During construction of aforementioned sandwich, I ponder potential uses for the green beans left in the fridge, remove a ferret from the laundry basket, and scan in a picture of a duck that was sent to me for the RASC website. I have also now got the song “My God is drowning in the bath” by Amy X Neuburg stuck in my head, as if from nowhere. Are these the typical actions and reactions of a postgrad student? Very probably, thinking about it. But this behaviour is hardly definite, logical or easily understood from a detached viewpoint.
I am studying the coffee industry. Again this is not as simple as it sounds. The ‘industry’ is not a definite, singular, entity. It is a network, a production process – a huge array of different actors and agencies, both human and nonhuman, all linked with complex but mainly co-operative, economic, reciprocal and sometimes semiotic relationships. If these relationships, or the agents break down or disappear for whatever reason, then the ‘industry’ does not function. And as it is a production process, I would argue that without functionality, the process ceases to exist. It disbands into separate agents with no connections between them, and the industry-network is no longer there.
This view is obviously the result of being force-fed Actor-Network “Theory” for the last few months solid. (To my mind, it is not a theory, but that is a different story/narrative/impassioned rant). What feels like a lifetime ago, I started digging into the idea of commodity chains – which can be a much simpler way of looking at production networks. Commodities simply progress along this chain from production to consumption. I would love to be able to impose this sort of logical order on to the coffee industry, but I know now that it would never work. There are too many humans involved.
Instead, I am dealing with Commodity Fishnets. The production of “coffee” – and indeed, waste and quality if I am ever to get to the point of my project, – the leg, in fact, are bound up in an immense, complex and global network of independent actors, agents and relationships (the fishnets). There is some hierarchies within this network, power is not balanced or equally distributed – the waistband and toes are stronger than, say the knees. Sometimes, the whole pair of tights appears so tangled that from the researchers point of view, it seems impossible that they could ever fulfill their purpose and cover the leg or produce coffee. FairTrade, sustainable development initiatives and such like reinforce the relationships in this network, and can make the holes in the net appear smaller. Events like the coffee market crash and the dissolution of the International Coffee Organisaton in 1989 ladder the tights, perhaps irreparably.
And also like my fishnets (which are from Primark), construction of this industry is based on exploitation and child-labour.

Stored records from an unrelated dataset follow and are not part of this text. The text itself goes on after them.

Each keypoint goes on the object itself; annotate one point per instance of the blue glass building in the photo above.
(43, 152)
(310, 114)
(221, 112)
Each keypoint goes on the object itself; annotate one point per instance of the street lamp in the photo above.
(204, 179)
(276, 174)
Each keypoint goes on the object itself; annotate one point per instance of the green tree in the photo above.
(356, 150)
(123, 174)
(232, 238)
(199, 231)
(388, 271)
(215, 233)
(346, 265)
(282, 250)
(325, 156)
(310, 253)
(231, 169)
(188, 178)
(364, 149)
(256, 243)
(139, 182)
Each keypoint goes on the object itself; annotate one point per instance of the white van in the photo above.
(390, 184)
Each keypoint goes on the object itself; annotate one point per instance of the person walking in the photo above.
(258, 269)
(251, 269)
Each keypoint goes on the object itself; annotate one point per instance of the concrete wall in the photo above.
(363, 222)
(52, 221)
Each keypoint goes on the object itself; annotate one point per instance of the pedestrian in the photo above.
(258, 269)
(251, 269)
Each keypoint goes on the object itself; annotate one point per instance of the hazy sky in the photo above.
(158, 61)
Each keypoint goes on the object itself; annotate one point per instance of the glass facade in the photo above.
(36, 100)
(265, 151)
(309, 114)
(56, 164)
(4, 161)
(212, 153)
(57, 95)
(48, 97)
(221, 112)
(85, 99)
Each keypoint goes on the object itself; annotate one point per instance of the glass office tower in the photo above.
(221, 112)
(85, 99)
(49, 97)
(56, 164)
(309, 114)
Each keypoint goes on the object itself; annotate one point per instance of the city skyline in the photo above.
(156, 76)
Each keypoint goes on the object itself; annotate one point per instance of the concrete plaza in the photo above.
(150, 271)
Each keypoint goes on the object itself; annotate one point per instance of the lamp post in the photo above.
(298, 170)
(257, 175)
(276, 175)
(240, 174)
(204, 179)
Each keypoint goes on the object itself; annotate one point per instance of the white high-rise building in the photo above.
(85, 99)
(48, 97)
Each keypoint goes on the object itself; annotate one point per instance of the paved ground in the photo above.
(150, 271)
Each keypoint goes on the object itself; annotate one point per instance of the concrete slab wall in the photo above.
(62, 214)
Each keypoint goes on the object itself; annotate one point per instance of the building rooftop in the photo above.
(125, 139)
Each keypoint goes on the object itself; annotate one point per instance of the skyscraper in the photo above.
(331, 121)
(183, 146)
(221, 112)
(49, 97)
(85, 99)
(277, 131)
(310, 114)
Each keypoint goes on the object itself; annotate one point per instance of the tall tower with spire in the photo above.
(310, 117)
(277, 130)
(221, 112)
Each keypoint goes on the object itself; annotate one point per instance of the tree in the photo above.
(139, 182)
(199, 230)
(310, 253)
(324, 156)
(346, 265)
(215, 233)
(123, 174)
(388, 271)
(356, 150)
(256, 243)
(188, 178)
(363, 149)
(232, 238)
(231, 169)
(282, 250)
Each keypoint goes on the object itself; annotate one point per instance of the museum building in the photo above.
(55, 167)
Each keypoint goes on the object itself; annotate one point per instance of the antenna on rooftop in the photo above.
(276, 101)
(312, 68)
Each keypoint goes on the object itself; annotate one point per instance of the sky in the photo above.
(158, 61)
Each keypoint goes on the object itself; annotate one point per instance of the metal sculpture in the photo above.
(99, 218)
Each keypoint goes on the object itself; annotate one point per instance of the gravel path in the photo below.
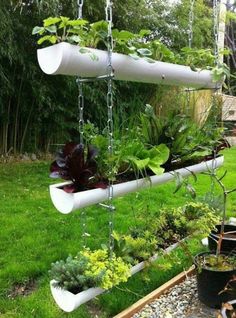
(178, 302)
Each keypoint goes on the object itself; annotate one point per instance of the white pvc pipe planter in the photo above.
(67, 202)
(68, 301)
(66, 59)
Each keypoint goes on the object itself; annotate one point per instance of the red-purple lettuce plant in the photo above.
(77, 163)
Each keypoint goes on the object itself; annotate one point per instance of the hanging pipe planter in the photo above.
(66, 59)
(68, 301)
(67, 202)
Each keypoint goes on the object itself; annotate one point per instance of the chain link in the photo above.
(110, 127)
(81, 110)
(216, 30)
(81, 128)
(191, 19)
(80, 9)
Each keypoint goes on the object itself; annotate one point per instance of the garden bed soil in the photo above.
(175, 299)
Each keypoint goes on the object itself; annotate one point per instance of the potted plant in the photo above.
(139, 159)
(69, 59)
(214, 270)
(81, 278)
(228, 309)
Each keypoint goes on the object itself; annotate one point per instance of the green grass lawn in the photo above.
(33, 235)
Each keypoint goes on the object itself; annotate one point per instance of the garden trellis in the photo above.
(67, 59)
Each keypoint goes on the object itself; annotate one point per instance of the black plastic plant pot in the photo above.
(211, 282)
(225, 312)
(228, 242)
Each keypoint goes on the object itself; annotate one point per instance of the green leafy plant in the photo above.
(77, 164)
(180, 134)
(135, 249)
(89, 269)
(60, 29)
(137, 45)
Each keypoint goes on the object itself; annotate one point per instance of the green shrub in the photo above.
(89, 269)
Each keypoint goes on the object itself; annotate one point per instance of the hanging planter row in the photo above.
(67, 59)
(67, 202)
(68, 301)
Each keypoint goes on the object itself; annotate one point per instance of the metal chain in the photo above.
(216, 30)
(215, 93)
(110, 127)
(81, 128)
(80, 9)
(81, 111)
(191, 19)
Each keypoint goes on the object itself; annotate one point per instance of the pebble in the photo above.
(180, 301)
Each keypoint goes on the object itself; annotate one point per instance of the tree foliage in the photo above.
(37, 110)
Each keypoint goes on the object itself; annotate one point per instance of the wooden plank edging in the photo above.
(129, 312)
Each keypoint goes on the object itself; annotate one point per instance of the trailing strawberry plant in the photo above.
(137, 45)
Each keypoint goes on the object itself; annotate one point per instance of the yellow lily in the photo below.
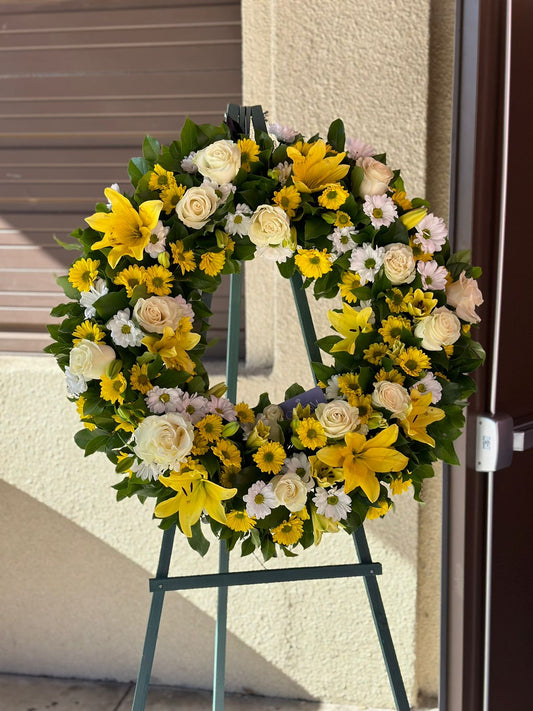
(361, 459)
(173, 346)
(195, 493)
(313, 171)
(349, 324)
(125, 230)
(419, 415)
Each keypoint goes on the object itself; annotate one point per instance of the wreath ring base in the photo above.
(366, 568)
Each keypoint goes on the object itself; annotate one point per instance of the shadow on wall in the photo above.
(74, 607)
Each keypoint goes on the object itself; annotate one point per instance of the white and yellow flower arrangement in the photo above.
(133, 336)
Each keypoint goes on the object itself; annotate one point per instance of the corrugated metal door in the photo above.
(81, 84)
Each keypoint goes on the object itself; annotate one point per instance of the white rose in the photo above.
(399, 263)
(337, 418)
(196, 206)
(392, 396)
(90, 359)
(164, 439)
(290, 491)
(158, 312)
(465, 296)
(219, 162)
(441, 328)
(269, 227)
(376, 179)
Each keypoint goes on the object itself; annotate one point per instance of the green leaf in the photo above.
(198, 542)
(151, 149)
(336, 135)
(189, 136)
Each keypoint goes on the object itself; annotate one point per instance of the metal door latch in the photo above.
(496, 440)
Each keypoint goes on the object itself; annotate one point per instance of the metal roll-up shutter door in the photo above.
(81, 84)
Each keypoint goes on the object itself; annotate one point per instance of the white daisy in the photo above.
(381, 210)
(223, 407)
(157, 242)
(282, 133)
(431, 233)
(342, 240)
(355, 148)
(333, 503)
(237, 223)
(260, 499)
(194, 407)
(299, 464)
(145, 470)
(429, 384)
(187, 164)
(366, 262)
(123, 331)
(98, 289)
(161, 400)
(76, 384)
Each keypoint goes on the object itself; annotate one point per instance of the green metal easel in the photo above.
(238, 119)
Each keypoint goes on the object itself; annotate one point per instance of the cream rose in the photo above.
(269, 227)
(219, 162)
(90, 359)
(377, 177)
(337, 418)
(441, 328)
(392, 396)
(290, 491)
(465, 296)
(399, 263)
(196, 206)
(164, 439)
(158, 312)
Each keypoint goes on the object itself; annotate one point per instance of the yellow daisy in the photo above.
(289, 532)
(311, 433)
(333, 197)
(413, 361)
(375, 353)
(288, 198)
(342, 219)
(249, 152)
(212, 263)
(392, 376)
(395, 300)
(244, 412)
(313, 263)
(391, 328)
(139, 379)
(159, 280)
(419, 303)
(240, 521)
(89, 331)
(171, 195)
(350, 281)
(83, 273)
(161, 178)
(228, 453)
(130, 278)
(183, 258)
(210, 427)
(270, 457)
(111, 389)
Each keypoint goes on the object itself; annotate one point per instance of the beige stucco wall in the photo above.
(76, 563)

In some respects, even this is imposing order on to what I’m studying, but for the simple reason of needing to talk about this meaningfully – expressing my ideas in a manner comprehensible to others – I think fishnets is suitably complex, non-straightforward and indefinite representation. At the moment, my fishnets are still very tangled and have plenty of holes and ladders in them. But even if they never become clear and detangled, at least I know exactly what I am looking at.